Sivil toplumun stratejik hatası: Algoritmik yapı yerine içeriğe odaklanmak

Dijital meselelerde, algoritmalar yerine içeriğe odaklanmak sivil toplumun stratejik bir hatasıydı. Örneğin toplumsal cinsiyet alanındaki çalışmalar, dijital flört ve dijital şiddet meselesinin ele alınışına bakalım. Bu çalışmalar, şiddeti tanımlamak, atılması gereken adımları belirlemek ve mağdurları güçlendirmek üzerine yoğunlaştı. Her ne kadar bu çalışmalar oldukça gerekli olsa da platformlarda şiddet mesajlarının iletilmesini engellemek üzerine bir savunuculuk güdülmedi. Dezenformasyonla mücadelede de benzer bir içerik odaklı yaklaşım benimsendi.

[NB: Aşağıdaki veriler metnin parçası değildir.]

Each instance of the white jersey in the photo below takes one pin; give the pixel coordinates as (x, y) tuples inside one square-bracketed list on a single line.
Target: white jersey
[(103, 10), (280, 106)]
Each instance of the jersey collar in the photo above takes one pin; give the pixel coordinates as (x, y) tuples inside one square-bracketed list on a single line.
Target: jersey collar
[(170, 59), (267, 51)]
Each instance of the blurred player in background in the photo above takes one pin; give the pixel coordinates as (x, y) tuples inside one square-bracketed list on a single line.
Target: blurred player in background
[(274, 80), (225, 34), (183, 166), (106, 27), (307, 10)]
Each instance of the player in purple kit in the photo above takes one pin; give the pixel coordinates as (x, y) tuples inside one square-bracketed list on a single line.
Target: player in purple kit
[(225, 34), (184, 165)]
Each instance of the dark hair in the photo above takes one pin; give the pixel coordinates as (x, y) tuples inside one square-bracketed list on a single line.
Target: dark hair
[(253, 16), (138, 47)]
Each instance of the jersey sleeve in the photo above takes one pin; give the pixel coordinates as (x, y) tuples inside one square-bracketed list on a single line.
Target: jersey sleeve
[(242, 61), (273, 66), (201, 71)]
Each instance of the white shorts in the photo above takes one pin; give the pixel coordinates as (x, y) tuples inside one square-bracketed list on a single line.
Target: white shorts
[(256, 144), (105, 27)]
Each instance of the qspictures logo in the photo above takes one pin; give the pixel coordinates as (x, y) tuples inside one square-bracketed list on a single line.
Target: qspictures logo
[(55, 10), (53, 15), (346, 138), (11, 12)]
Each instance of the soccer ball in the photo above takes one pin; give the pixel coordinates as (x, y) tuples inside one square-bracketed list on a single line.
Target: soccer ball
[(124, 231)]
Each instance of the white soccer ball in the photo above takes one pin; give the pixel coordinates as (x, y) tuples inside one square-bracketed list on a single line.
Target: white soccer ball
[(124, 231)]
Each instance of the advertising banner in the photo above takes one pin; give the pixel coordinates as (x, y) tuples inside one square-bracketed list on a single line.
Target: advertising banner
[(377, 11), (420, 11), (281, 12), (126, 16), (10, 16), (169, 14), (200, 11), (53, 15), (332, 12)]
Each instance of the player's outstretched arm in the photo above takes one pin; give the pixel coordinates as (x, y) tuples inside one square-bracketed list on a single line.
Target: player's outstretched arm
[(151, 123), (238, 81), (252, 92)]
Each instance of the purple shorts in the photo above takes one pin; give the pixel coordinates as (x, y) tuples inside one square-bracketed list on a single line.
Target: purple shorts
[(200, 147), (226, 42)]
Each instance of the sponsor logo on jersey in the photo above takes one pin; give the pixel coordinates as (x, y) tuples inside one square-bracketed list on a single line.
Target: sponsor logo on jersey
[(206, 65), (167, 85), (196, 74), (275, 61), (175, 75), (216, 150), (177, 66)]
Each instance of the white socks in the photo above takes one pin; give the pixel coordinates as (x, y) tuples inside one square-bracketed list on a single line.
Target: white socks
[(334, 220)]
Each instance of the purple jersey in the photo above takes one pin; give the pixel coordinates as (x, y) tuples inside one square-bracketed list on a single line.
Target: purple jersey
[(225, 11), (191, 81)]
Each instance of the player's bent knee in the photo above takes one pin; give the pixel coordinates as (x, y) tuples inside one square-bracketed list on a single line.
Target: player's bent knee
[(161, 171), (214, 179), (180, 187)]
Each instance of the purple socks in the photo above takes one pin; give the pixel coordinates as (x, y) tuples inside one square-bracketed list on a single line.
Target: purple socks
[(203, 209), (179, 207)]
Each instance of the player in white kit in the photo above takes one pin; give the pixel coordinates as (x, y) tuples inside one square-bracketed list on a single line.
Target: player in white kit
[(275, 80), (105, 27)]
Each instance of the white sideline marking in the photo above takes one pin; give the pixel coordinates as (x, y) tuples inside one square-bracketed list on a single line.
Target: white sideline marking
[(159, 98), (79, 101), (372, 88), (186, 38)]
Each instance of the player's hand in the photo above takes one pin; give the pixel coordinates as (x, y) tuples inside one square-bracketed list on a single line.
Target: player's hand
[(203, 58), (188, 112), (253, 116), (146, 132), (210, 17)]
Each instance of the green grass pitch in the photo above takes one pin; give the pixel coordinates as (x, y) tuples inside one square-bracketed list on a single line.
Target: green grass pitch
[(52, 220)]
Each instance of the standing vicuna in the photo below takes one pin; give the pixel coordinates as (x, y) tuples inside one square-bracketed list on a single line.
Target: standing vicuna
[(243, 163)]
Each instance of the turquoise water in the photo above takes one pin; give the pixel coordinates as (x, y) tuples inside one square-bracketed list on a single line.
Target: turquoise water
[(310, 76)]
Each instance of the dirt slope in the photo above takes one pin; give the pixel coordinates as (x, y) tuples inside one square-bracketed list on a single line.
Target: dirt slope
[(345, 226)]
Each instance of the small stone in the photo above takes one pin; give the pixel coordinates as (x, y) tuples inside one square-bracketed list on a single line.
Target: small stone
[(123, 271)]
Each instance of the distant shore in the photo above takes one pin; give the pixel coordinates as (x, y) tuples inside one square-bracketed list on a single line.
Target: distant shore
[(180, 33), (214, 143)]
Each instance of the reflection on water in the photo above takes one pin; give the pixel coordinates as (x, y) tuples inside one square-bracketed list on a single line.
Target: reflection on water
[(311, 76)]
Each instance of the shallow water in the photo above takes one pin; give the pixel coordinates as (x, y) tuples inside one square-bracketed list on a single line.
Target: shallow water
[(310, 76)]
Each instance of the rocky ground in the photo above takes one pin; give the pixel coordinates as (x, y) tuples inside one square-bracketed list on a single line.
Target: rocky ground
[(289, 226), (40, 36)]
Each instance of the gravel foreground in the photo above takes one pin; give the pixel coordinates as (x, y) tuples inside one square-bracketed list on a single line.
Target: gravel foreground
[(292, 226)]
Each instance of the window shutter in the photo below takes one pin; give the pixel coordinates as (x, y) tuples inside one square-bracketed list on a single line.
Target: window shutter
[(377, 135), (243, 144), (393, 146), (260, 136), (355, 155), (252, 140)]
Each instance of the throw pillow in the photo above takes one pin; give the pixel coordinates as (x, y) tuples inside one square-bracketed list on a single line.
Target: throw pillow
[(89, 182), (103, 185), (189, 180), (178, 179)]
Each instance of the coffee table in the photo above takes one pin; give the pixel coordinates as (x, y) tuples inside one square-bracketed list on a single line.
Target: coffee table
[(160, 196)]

Farklı sorular sorarak bazı problemleri yapısal olarak çözmek mümkün. Neden platformlar şiddet içeriklerine izin veriyor? Dezenformasyonu engelleyecek yapısal altyapı iyileştirmeleri yapılabilir mi, ya da içeriğe bağlam ekleyerek bilgi tüketimini daha sağlam hale getirilebilir mi? Sivil toplum, bilgi ekosisteminde kimin ne göreceğini şekillendiren bu firmaları yeterince eleştiremedi. 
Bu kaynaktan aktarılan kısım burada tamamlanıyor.